The third trial of good-nature will be the examining our selves, whether or no we are able to exert it to our own disadvantage, and employ it on proper objects, notwithstanding any little pain, want, or inconvenience which may arise to ourselves from it: in a word, whether we are willing to risk any part of our fortune or reputation, our health or ease,

for the benefit of mankind. Among all these expressions of good-nature, I shall single out that which goes under the general name of charity, as it consists in relieving the indigent; that being a trial of this kind which offers itself to us almost at all times and in every place.

I should propose it as a rule to every one, who is provided with any competency of fortune more than sufficient for the necessaries of life, to lay aside a certain proportion of his income for the use of the poor. This I would look upon as an offering to Him who has a right to the whole, for the use of those whom, in the passage hereafter mentioned, he has described as his own representatives on earth. At the same time we should manage our charity with such prudence and caution, that we may not hurt our own friends or relations whilst we are doing good to those who are strangers to us. This may possibly be explained better by an example than by a rule.

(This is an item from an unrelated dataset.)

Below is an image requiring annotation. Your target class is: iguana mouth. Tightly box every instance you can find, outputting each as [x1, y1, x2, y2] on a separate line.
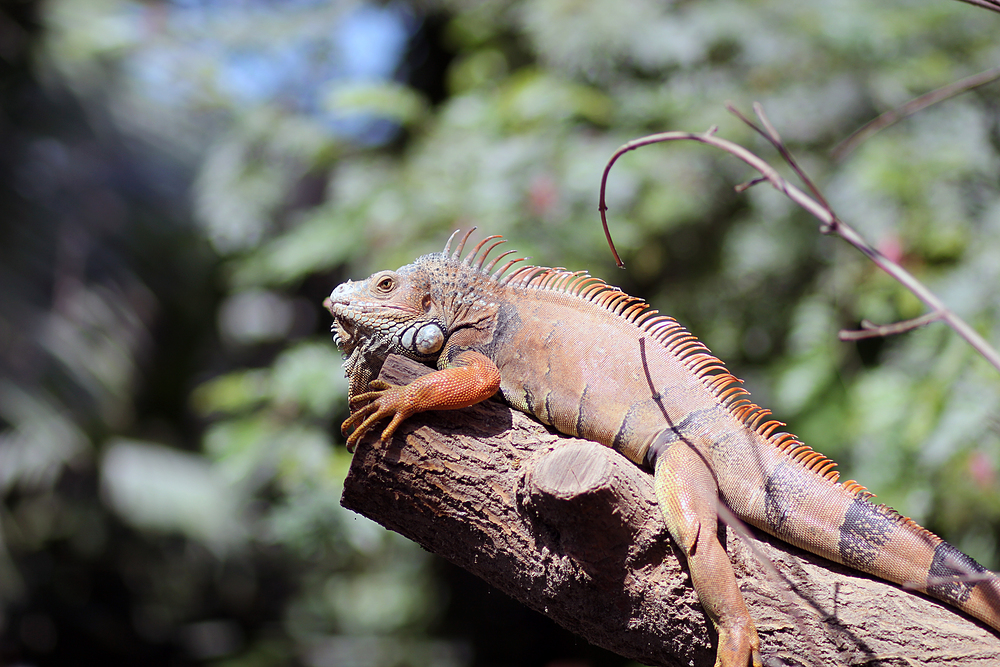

Eugenius is a man of universal good-nature, and generous beyond the extent of his fortune; but withal so prudent in the economy of his affairs, that what goes out in charity is made up by good management. Eugenius has what the world calls two hundred pounds a year; but never values himself above ninescore, as not thinking he has a right to the tenth part, which he always appropriates to charitable uses. To this sum he frequently makes other voluntary additions, insomuch that in a good year, for such he accounts those in which he has been able to make greater bounties than ordinary, he has given above twice the sum to the sickly and indigent. Eugenius prescribes to himself many particular days of fasting and abstinence, in order to increase his private bank of charity, and sets aside what would be the cur rant expenses of those times for the poor. He often goes afoot where his business calls him, and at the end of his walk has given a shilling, which in his ordinary methods of expense would have gone for coach-hire, to the first necessitous person that has fallen in his way. I have known him, when he has been going to a play or an opera, divert the money which was designed for that purpose, upon an object of charity whom he has met with in the street; and afterwards pass his evening in a coffee-house, or at a friend's fireside, with much greater satisfaction to himself than he could have received from the most exquisite entertainments of the theatre.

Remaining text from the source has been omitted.